Kevin Wirth explains retirement eligibility for Federal Employees
For many people, “saving for the future” means just exactly that – setting money aside for “some day.” But as the years clip by, it becomes more important to have an actual plan for retirement, and a big part of that plan includes knowing the time when you can actually separate from employment service.
If you are a federal employee, the good news is that your retirement program makes it somewhat easier to track when you can retire. For example, retirement eligibility is determined by your age, as well as the years of service that you have put in.
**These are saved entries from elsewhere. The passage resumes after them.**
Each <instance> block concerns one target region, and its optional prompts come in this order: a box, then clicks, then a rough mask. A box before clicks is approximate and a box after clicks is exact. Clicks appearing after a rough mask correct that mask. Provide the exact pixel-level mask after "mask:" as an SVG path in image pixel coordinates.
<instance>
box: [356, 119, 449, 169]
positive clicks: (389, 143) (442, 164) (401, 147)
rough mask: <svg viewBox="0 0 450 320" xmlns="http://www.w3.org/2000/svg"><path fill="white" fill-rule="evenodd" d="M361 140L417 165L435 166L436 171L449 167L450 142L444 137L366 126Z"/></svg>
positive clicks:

In many instances, employees can retire and receive an immediate retirement benefit. This refers to a benefit that begins within 30 days from the date that he or she stops working. Provided that the employee meets one of the following criteria, they would be entitled to an immediate retirement benefit:
- Age 62 with 5 years of service
- Age 60 with 20 years of service
In some cases, you may also be required to have reached the MRA, or Minimum Retirement Age, in order to receive an immediate retirement benefit. Upon meeting the MRA, you may be required to either have 10 or 30 years of service, depending on your circumstances.
The following chart outlines what your MRA would be, based upon your year of birth:
|If you were born:||Your MRA is:|
|In 1948||55 and 2 months|
|In 1949||55 and 4 months|
|In 1950||55 and 6 months|
|In 1951||55 and 8 months|
|In 1952||55 and 10 months|
|In 1953 – 1964||56|
|In 1965||56 and 2 months|
|In 1966||56 and 4 months|
|In 1967||56 and 6 months|
|In 1968||56 and 8 months|
|In 1969||56 and 10 months|
|In 1970 and after||57|
A federal employee may also be eligible for early retirement. This could be the case in the situation of an involuntary separation from service, as well as in the case of a voluntary separation such as for a reduction in the workforce or during a major reorganization.
In order to be eligible for retirement in these types of situations, an employee must either be age 50 and have put in at least 20 years of service, or be any age and have put in a minimum of 25 years of service.
When Will Your Benefits Begin?
Are far as benefits beginning, it is important to be mindful of the actual date that you retire, as well as the date that you legally attain a certain age. For example, a person actually legally becomes a given age on the day prior to his or her date of birth.1 This can be significant when choosing the date of retirement, as it could make the difference between your annuity benefits beginning the month of separation from service, or the month following.